Several elements can be derived from the definition of CSR. Businesses have other responsibilities apart from offering services and goods at the profit. Some of the responsibilities include participating in finding solutions to social problems beginning with the problems they create. The business’ stakeholders constitute more than shareholders. The operations of businesses also generate impacts beyond marketplace transactions. Further, businesses serve a broader category of human values beyond focusing on economic values (Terris, 2005).
The main idea behind CSR is that corporations and society are an intertwined entity. Businesses are expected to be socially responsible because they are moral actors within the society. Businesses are also regarded as institution and organization in the society. Three Corporate Social Responsibility principles apply on business by regarding them as an individuals, organization, and institution. They include the principle of managerial discretion, public responsibility, and legitimacy (Popa & Salanta, 2014).
The principle of public responsibility places a responsibility on businesses for consequences resulting from their involvement with society. This means that a business has a responsibility to problems related to their interests and activities. The businesses should, therefore, solve the negative consequences they create to the society.

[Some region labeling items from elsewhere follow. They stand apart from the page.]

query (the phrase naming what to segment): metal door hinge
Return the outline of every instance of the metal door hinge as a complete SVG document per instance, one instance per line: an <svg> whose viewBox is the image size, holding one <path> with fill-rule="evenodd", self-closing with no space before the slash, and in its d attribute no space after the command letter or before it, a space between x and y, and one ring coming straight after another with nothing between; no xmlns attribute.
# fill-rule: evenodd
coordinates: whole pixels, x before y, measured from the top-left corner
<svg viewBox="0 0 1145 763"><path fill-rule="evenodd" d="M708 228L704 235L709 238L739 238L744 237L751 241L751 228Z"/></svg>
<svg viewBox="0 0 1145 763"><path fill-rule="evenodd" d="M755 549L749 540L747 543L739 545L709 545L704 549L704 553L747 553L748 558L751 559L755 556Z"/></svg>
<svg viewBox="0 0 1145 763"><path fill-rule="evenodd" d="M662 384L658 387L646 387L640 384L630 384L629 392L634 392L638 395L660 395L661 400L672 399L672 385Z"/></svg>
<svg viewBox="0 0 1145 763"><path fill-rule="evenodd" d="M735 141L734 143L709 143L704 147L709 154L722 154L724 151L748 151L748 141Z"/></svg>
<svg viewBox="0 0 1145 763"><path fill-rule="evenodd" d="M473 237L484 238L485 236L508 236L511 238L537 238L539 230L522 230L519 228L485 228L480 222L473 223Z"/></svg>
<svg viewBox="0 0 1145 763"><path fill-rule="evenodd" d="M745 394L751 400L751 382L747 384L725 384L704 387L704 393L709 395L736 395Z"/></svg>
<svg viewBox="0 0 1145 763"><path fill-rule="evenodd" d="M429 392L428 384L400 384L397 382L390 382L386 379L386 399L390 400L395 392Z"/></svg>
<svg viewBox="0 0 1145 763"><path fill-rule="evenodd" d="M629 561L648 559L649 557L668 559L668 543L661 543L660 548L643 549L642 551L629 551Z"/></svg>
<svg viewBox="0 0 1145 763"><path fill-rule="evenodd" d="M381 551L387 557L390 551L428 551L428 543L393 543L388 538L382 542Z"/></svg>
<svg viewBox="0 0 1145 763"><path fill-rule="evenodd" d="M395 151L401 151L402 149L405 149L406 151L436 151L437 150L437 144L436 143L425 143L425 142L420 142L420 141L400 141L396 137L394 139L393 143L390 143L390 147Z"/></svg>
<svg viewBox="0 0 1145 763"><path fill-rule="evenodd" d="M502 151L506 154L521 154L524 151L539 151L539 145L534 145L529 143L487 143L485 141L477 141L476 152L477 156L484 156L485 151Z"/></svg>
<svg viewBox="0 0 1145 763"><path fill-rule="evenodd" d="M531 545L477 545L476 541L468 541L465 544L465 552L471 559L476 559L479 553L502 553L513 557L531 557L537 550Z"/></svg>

Different businesses have different impacts on the resources of the society, hence, have varying social responsibilities. The principle emphasizes the relationship of each business to its distinct political, social and ethical environment (Terris, 2005).
The principle of legitimacy states that the society grants power and legitimacy to businesses. The businesses in return appropriately use the power or lose it if they do not use it. When a business achieves the legitimate functions and a level of relationship with the society, it is granted power. The principle focuses on the legal obligations of the business as a social institution. If the business does not meet the expectations, the society takes away the legitimacy or power.
Managerial discretion implies that managers are moral actors required to exercise te discretion they have to achieve outcomes that are socially responsible. The discretion comes in because corporations do not expressly state the actions of managers regarding social responsibility. The level of implementing CSR depends on the individual with the responsibility, opportunities and choices to achieve the social responsibility of corporation.
Corporate Social Irresponsibility
Corporate Social Irresponsibility is the failure of a business to meet the expectation of the society. The failure is presented when businesses behave in a way that is less ideal regarding the expected ethical commitments, legal obligations, and business practice. CSI is also exhibited as a poor response to environmental, social and economic factors (Terris, 2005). CSI is presented in various forms such as environmental degradation, bribery, corruption, and social injustice. The most frequently experienced examples of CSI include human rights violation, unfair and unequal treatment of employees, workplace discrimination, fraud, false product information, and damaging the environment. CSI is a dangerous practice for a business and should be avoided.